Expert Perspectives in the Evolving ALK+ NSCLC Paradigm

Published: Tuesday, Mar 24, 2020
In a wide-ranging discussion, Alexander Drilon, MD; Julia Rotow, MD; Thomas E. Stinchcombe, MD; and Ashish Saxena, MD, PhD, provide expert insight on the latest groundbreaking developments in the evolving treatment landscape for patients with ALK-positive non–small cell lung cancer (NSCLC).

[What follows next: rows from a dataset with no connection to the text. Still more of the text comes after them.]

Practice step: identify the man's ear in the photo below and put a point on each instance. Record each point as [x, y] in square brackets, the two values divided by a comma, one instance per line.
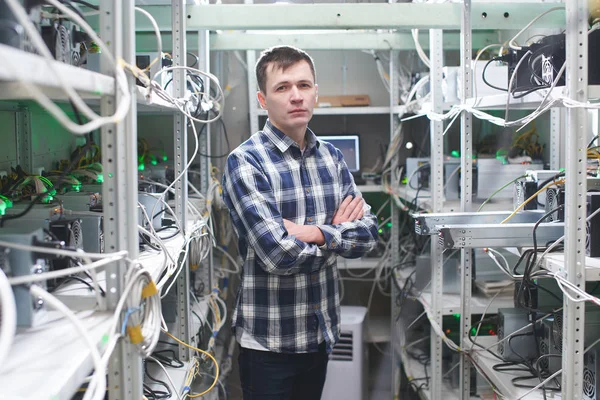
[261, 100]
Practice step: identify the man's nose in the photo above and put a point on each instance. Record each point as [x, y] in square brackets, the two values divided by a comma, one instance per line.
[296, 95]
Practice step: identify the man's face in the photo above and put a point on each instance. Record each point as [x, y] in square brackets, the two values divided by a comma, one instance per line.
[290, 96]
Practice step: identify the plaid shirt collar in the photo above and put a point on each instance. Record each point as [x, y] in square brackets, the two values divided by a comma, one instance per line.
[283, 142]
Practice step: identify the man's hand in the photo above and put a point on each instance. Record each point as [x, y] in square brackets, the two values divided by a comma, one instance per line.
[305, 233]
[350, 210]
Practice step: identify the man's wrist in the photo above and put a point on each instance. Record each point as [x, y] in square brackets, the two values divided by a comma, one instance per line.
[319, 237]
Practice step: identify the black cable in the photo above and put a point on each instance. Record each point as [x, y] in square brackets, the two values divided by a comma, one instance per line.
[483, 74]
[84, 3]
[153, 379]
[74, 161]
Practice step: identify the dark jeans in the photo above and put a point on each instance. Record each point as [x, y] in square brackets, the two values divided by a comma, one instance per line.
[274, 376]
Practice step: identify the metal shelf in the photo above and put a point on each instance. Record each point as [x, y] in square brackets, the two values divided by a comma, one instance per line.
[502, 380]
[556, 263]
[50, 361]
[37, 71]
[370, 188]
[451, 302]
[415, 370]
[529, 102]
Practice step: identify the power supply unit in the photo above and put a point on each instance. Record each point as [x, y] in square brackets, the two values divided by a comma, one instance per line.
[451, 274]
[551, 356]
[21, 262]
[520, 346]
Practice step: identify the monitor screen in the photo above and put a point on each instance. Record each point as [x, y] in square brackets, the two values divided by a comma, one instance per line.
[349, 146]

Alexander Drilon, MD, Alexander Drilon, MD, research director, Early Drug Development, Early Drug Development Service, Memorial Sloan Kettering Cancer Center

Alexander Drilon, MD

Drilon: Biomarker testing is critical in non–small cell lung cancers and in patients who have advanced disease. In the past, we only knew about sensitizing EGFR mutations and recurrent gene fusions, including ALK. Now we have several other mutations, fusions, and copy number changes that are actionable, as we say, meaning that patients can be matched and [receive] active targeted therapy; either 1 that’s approved by the FDA or other regulatory agencies or maybe 1 that’s in the NCCN [National Comprehensive Cancer Network] guidelines or already in clinical trials. Examples of these are BRAF V600E mutations, for which the dabrafenib/trametinib combination is approved, and RET fusions. We saw interesting data on selective RET inhibitors, MET exon 14 alterations, [and] NTRK fusions, for which we have a tumor agnostic approval for larotrectinib and entrectinib.